Gambero rosso con pancetta di maiale e puntarelle

E dunque passiamo alla cucina, che vuole essere di mercato proprio come quello sul quale affaccia: se oggi ci sono le triglie, quelle troverete in carta, anche in più versioni; se invece, come è successo a chi scrive, è la giornata del maiale, sarà lui il protagonista assieme ad altri piatti più o meno fissi. Una quindicina di portate, più un menu degustazione. Il necessario rodaggio comporta che alcuni piatti siano da registrare: il gambero rosso con pancetta di maiale e puntarelle è uno snack incompiuto; il brodo in cui vengono serviti i tagliolini (accompagnato da buone polpette di bollito) è fin troppo leggero; la cottura di alcune parti della variazione di maiale è fin troppo estrema.

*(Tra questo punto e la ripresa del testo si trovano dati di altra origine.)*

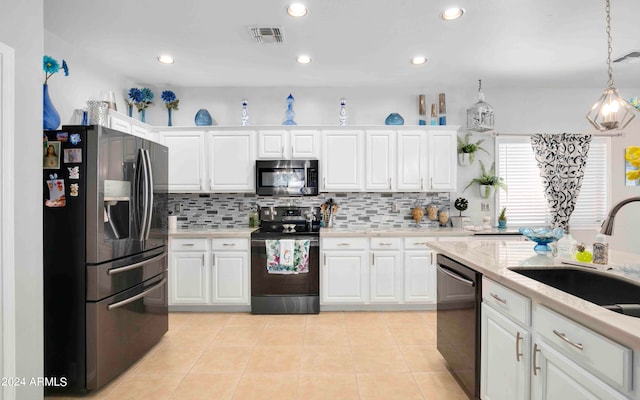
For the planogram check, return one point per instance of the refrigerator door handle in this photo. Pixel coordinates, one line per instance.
(136, 297)
(136, 265)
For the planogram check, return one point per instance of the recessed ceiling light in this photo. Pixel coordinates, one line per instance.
(297, 10)
(452, 13)
(165, 59)
(303, 59)
(418, 60)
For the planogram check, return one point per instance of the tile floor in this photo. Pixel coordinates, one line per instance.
(332, 355)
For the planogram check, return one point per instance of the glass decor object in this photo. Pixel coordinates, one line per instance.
(203, 118)
(610, 111)
(289, 114)
(542, 237)
(50, 116)
(244, 114)
(342, 117)
(480, 115)
(394, 119)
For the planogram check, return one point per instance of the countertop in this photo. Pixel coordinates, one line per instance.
(392, 232)
(212, 233)
(492, 258)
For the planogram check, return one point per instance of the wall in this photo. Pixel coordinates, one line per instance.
(365, 210)
(21, 28)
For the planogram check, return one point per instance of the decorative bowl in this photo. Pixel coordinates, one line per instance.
(542, 237)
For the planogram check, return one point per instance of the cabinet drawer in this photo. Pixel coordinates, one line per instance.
(507, 301)
(609, 360)
(418, 243)
(231, 244)
(344, 243)
(386, 243)
(187, 244)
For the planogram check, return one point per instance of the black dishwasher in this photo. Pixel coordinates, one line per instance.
(459, 296)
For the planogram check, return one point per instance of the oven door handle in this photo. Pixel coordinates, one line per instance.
(136, 297)
(455, 276)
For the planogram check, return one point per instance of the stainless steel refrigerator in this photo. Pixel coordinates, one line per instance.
(105, 253)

Ravioli burro e parmigiano, con carne di manzo e salvia

Ravioli burro e parmigiano con crudo di manzo e salvia

Il tataki di manzo affumicato è di cottura e scioglievolezza perfetta; il kebab di polipetti finisce velocemente in un bel contrasto di consistenze; i vermicelli con baccalà e pesto pantesco sono di gustosa rusticità e c’è già un piatto che può ambire al ruolo di signature dish: i ravioli burro e parmigiano con crudo di manzo e salvia. Un morso dove si combinano grassezza lattica e trama solida carnivora: un piatto morbido e potente allo stesso tempo che rivela grande mano e certezza di un indirizzo destinato a crescere nella considerazione di noi golosi.